903.07 Special Provisions For Ex Parte Civil Actions
Trademark Act § 21(b)(3), 15 U.S.C. § 1071(b)(3) In any case where there is no adverse party, a copy of the complaint shall be served on the Director, and, unless the court finds the expenses to be unreasonable, all the expenses of the proceeding shall be paid by the party bringing the case, whether the final decision is in favor of such party or not. In suits brought hereunder, the record in the United States Patent and Trademark Office shall be admitted on motion of any party, upon such terms and conditions as to costs, expenses, and the further cross-examination of the witnesses as the court imposes, without prejudice to the right of any party to take further testimony. The testimony and exhibits of the record in the United States Patent and Trademark Office, when admitted, shall have the same effect as if originally taken and produced in the suit.
When an applicant in an ex parte case seeks review of a decision of the Board by way of civil action under Trademark Act § 21(b), 15 U.S.C. § 1071(b), it must effect service on the USPTO Director pursuant to Fed. R. Civ. P. 4(i) ("Serving the United States and its Agencies, Corporations, Officers, or Employees."). "All the expenses of the proceeding," including but not limited to expert witness fees, copying, and travel, must be paid by the applicant which brought the suit, whether the final decision is in favor of the applicant or not, unless the court finds the expenses to be unreasonable. [ Note 1.] Under Fed. R. Civ. P. 4(i), copies of the complaint and summons must be served in a timely manner on the USPTO Director, the U.S. Attorney for the district where the action is brought, and the Attorney General of the United States. Service of the summons and complaint on the USPTO Director must be made to the Office of General Counsel as indicated in 37 C.F.R. § 104.2 and a copy of the notice of appeal must be filed with the Board through ESTTA as indicated in 37 C.F.R. § 2.145(a)(2)(ii).
A registrant involved in an ex parte expungement or reexamination proceeding may appeal a decision of the Board only to the United States Court of Appeals for the Federal Circuit. [ Note 2.]
NOTES:
1. Trademark Act § 21(b)(3), 15 U.S.C. § 1071(b)(3). See, e.g., Sandvik Aktiebolag v. Samuels, 20 USPQ2d 1879, 1880 (D.D.C. 1991) (USPTO’s expert witness fees must be reimbursed); Realvirt, LLC v. Lee, 220 F. Supp. 3d 695 (E.D. Va. 2016), vacated as to attorneys’ fees, 734 F. App’x 754 (Fed. Cir. Aug. 14, 2018).

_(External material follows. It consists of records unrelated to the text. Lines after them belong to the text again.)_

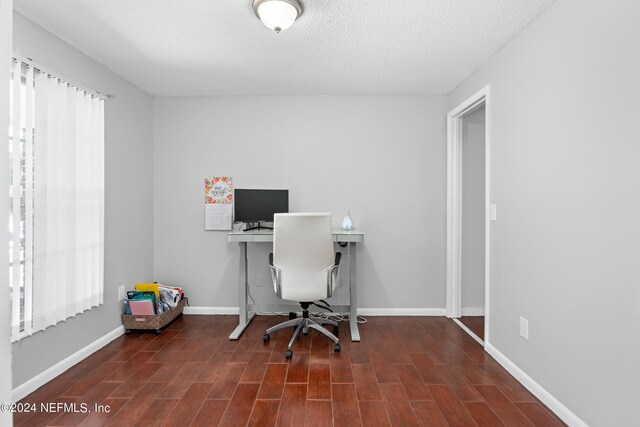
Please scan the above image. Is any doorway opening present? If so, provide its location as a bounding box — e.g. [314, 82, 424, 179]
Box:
[446, 86, 491, 347]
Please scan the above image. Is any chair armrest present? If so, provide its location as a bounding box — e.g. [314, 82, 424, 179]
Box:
[326, 252, 342, 298]
[269, 253, 282, 298]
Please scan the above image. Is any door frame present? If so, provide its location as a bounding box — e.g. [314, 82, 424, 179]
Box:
[446, 85, 491, 347]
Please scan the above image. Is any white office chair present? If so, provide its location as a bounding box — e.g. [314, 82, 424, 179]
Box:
[263, 213, 341, 359]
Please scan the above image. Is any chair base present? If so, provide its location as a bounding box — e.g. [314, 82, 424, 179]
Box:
[263, 310, 340, 359]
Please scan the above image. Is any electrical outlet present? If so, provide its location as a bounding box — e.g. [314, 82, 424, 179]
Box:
[520, 317, 529, 340]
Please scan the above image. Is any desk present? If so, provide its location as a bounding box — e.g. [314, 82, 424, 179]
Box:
[227, 230, 364, 341]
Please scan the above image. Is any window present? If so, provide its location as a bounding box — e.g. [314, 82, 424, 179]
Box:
[9, 60, 104, 341]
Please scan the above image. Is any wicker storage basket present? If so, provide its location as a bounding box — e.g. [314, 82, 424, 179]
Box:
[122, 298, 187, 334]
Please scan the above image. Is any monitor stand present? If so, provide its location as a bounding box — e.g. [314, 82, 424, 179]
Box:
[242, 222, 273, 231]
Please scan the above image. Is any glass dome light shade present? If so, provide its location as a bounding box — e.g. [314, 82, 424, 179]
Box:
[253, 0, 302, 32]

Please Note: The U.S. Supreme Court in Peter v. NantKwest, Inc., ___U.S.___, 140 S. Ct. 365, 2019 USPQ2d 474054, at *7 (2019), aff’g NantKwest, Inc. v. Iancu, 898 F.3d 1177, 127 USPQ2d 1497 (Fed. Cir. 2018) (en banc), held that the USPTO, in a civil action under the similar expense payment provisions of 35 U.S.C. § 145, cannot recover the salaries of its legal personnel, and in effect, implicitly rejected the Fourth Circuit’s holding in Shammas v. Focarino, 784 F.3d 219, 114 USPQ2d 1489, 1492 (4th Cir. 2015), cert. denied sub nom. Shammas v. Hirschfeld, 136 S. Ct. 1376 (2016), that awarded legal fees under the expense payment provision of 15 U.S.C. § 1071(b)(3). In Hyatt v. Hirshfeld, 16 F.4th 855, 858-866 (Fed. Cir. 2021), the Federal Circuit affirmed the district court’s denial of the USPTO’s request for expert witness fees, finding that the phrase "[a]ll the expenses of the proceedings" in 35 U.S.C. § 145 does not invoke expert witness fees with the clarity required to overcome the American Rule presumption against fee-shifting.
2. Trademark Act § 21(b)(1), 15 U.S.C. § 1071(b)(1).